Let $n$ and $k$ be positive integers. When $n$ is odd, one can show that: $$\sum_{j=0}^{2^{k-1}-1}\cos^{n}\left(\pi\frac{2j+1}{2^{k-1}}\right)=\begin{cases} -1 & \textrm{if }k=1\\ 0 & \textrm{if }k\geq2 \end{cases}$$
I'm having some trouble dealing with the case where $n$ is even.
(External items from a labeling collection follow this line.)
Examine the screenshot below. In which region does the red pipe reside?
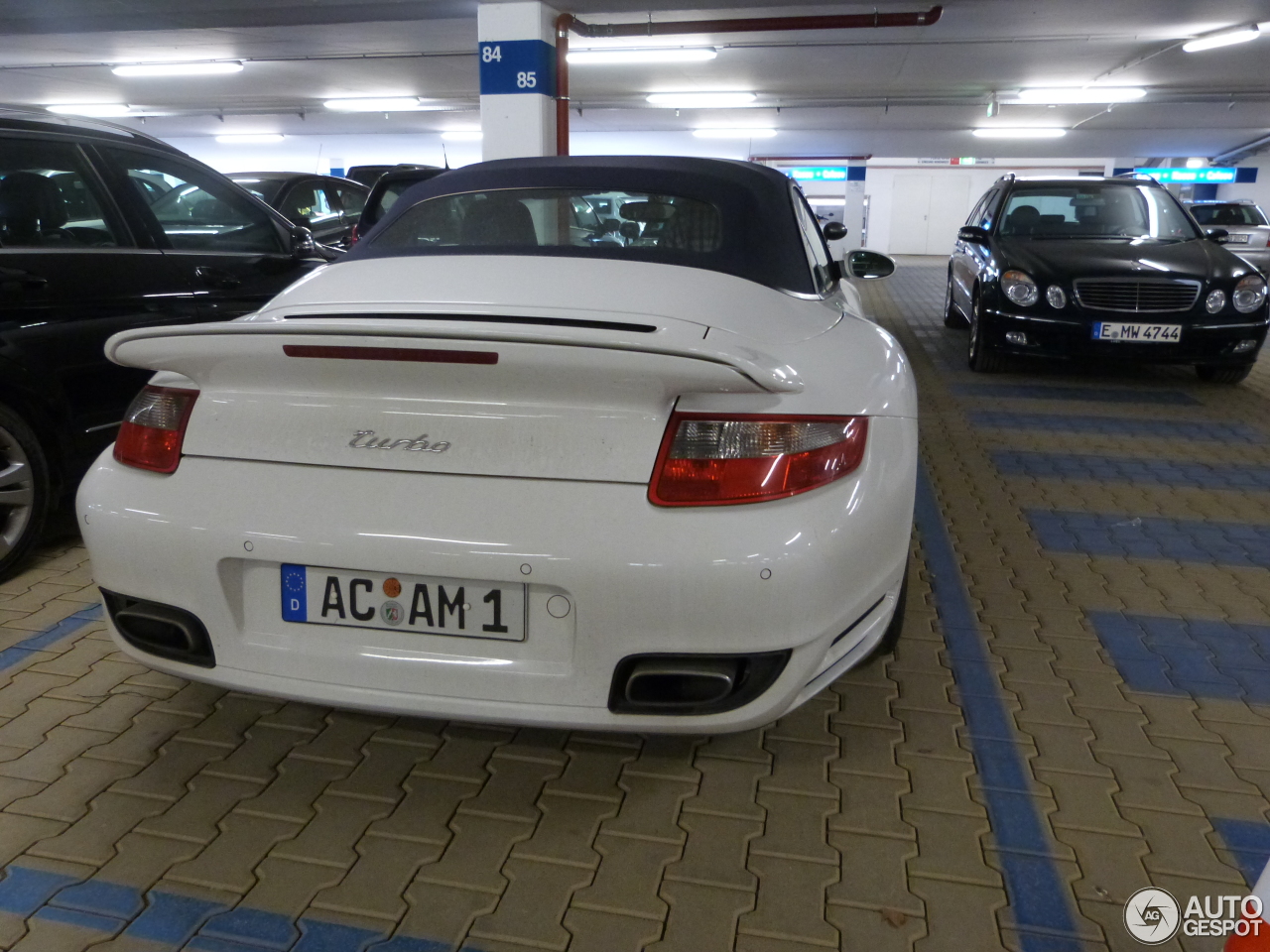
[557,6,944,155]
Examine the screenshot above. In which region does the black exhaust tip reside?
[101,589,216,667]
[608,652,790,715]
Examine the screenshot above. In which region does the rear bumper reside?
[77,417,917,731]
[988,307,1267,364]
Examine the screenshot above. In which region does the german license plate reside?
[1093,321,1183,344]
[281,565,526,641]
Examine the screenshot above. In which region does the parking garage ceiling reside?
[0,0,1270,156]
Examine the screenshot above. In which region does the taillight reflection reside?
[114,387,198,472]
[648,414,869,505]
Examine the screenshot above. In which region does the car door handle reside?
[0,268,49,291]
[194,264,242,289]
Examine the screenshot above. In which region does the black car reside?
[349,165,445,244]
[230,172,369,248]
[944,176,1267,384]
[345,163,437,187]
[0,110,321,576]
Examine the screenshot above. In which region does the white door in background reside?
[889,173,934,255]
[926,173,970,255]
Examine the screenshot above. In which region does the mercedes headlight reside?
[1230,274,1266,313]
[1001,272,1040,307]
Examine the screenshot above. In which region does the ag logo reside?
[1124,886,1181,946]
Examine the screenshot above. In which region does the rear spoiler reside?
[105,314,803,394]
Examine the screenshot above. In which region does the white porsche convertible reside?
[77,158,917,733]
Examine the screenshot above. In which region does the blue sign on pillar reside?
[476,40,555,96]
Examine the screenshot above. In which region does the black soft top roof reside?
[344,156,816,294]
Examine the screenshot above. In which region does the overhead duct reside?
[557,6,944,155]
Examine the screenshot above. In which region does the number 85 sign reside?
[477,40,555,96]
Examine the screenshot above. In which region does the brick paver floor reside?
[0,259,1270,952]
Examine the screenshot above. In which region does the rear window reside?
[1192,204,1266,226]
[373,187,724,258]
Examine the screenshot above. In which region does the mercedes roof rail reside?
[0,103,173,151]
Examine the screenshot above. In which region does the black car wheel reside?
[965,291,1006,373]
[1195,363,1252,384]
[0,404,50,579]
[944,272,966,329]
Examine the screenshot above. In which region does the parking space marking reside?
[965,410,1265,443]
[949,384,1203,407]
[1087,612,1270,704]
[992,449,1270,490]
[915,466,1082,952]
[0,865,437,952]
[1024,509,1270,568]
[1211,816,1270,889]
[0,604,101,671]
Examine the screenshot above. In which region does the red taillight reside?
[114,387,198,472]
[648,413,869,505]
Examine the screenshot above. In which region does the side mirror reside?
[845,249,895,278]
[291,225,318,258]
[821,221,847,241]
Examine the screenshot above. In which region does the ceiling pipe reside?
[557,6,944,155]
[1212,136,1270,165]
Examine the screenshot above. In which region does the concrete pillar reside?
[476,0,558,160]
[842,159,867,249]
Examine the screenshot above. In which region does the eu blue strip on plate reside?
[282,565,309,622]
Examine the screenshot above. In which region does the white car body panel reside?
[77,257,917,731]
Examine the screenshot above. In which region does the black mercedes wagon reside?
[944,176,1267,384]
[0,110,322,577]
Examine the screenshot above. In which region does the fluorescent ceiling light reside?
[216,132,286,145]
[45,103,132,118]
[1019,86,1147,104]
[971,126,1067,139]
[1183,27,1261,54]
[569,47,718,66]
[110,60,242,76]
[693,130,776,139]
[322,96,428,113]
[648,92,758,109]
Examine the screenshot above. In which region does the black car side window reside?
[965,191,992,225]
[277,181,339,228]
[0,139,123,249]
[975,189,1001,230]
[107,149,283,254]
[326,185,366,218]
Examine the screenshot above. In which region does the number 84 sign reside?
[477,40,555,96]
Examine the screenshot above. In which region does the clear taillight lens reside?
[114,387,198,472]
[648,413,869,505]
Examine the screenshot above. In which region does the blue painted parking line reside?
[1024,509,1270,568]
[992,449,1270,490]
[915,468,1082,952]
[1209,816,1270,889]
[1085,612,1270,704]
[949,384,1202,407]
[0,604,101,671]
[0,866,459,952]
[966,410,1265,443]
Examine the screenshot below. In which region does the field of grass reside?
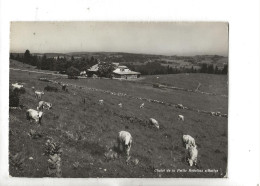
[9,60,228,178]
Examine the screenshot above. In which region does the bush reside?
[44,85,58,92]
[9,89,20,107]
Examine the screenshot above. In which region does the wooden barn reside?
[113,66,141,79]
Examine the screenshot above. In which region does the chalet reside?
[87,61,119,76]
[113,66,141,79]
[87,62,141,79]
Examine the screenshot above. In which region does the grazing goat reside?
[117,131,133,156]
[26,109,43,124]
[149,118,159,129]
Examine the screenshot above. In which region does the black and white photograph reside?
[8,21,229,179]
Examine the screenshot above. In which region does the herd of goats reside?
[12,80,198,170]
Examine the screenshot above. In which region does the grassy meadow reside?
[9,62,228,178]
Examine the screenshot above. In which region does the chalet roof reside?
[113,71,141,75]
[88,64,98,72]
[88,63,119,72]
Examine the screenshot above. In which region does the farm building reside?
[113,66,141,79]
[87,62,141,79]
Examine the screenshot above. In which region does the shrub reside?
[44,85,58,92]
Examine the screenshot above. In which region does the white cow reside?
[149,118,159,129]
[188,146,198,166]
[26,109,43,123]
[117,131,133,156]
[34,90,44,99]
[176,104,184,109]
[98,99,104,105]
[37,101,52,110]
[178,115,184,121]
[12,83,23,90]
[182,135,196,149]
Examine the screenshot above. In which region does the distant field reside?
[141,73,228,95]
[9,60,228,178]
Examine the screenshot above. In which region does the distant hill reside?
[13,52,228,68]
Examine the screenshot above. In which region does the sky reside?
[10,21,228,56]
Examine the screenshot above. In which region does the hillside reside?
[9,60,228,178]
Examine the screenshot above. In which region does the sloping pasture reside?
[9,68,227,178]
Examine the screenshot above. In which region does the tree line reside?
[10,50,98,75]
[125,62,228,75]
[10,50,228,77]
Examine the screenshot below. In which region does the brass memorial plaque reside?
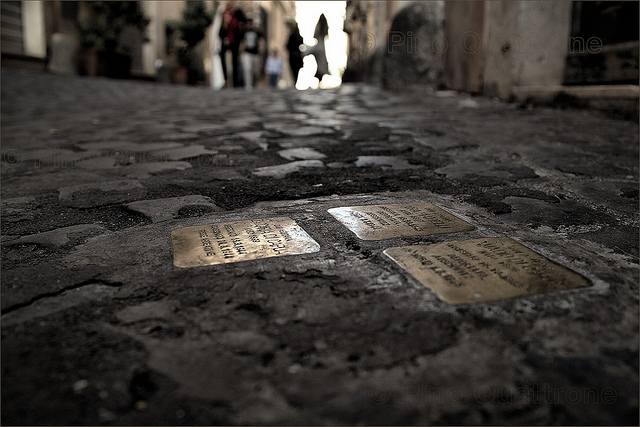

Applying the identity: $$\cos^{n}\theta=\frac{1}{2^{n}}\binom{n}{n/2}+\frac{2}{2^{n}}\sum_{\ell=0}^{\frac{n}{2}-1}\binom{n}{\ell}\cos\left(\left(n-2\ell\right)\theta\right)$$ which holds when $n$ is even, the difficulty in dealing with the sum reduces to evaluating:
$$\sum_{\ell=0}^{\frac{n}{2}-1}\binom{n}{\ell}\sum_{j=0}^{2^{k-1}-1}\cos\left(\left(n-2\ell\right)\pi\frac{2j+1}{2^{k-1}}\right)$$ Using Ramanjuan sums, this reduces to: $$\sum_{\ell=0}^{\frac{n}{2}-1}\binom{n}{\ell}\sum_{j=0}^{2^{k-1}-1}\cos\left(\left(n-2\ell\right)\pi\frac{2j+1}{2^{k-1}}\right)=\sum_{\ell=0}^{\frac{n}{2}-1}\binom{n}{\ell}\left(2^{k}\left[n\overset{2^{k}}{\equiv}2\ell\right]-2^{k-1}\left[n\overset{2^{k-1}}{\equiv}2\ell\right]\right)$$ where $\left[\cdot\right]$ is the Iverson bracket notation, evaluating to $1$ when the enclosed statement is true and $0$ otherwise. Here $\overset{a}{\equiv}$ means “congruent modulo $a$”.
I'm having difficulty finding a closed-form expression for the sum on the right. Help would be much appreciated.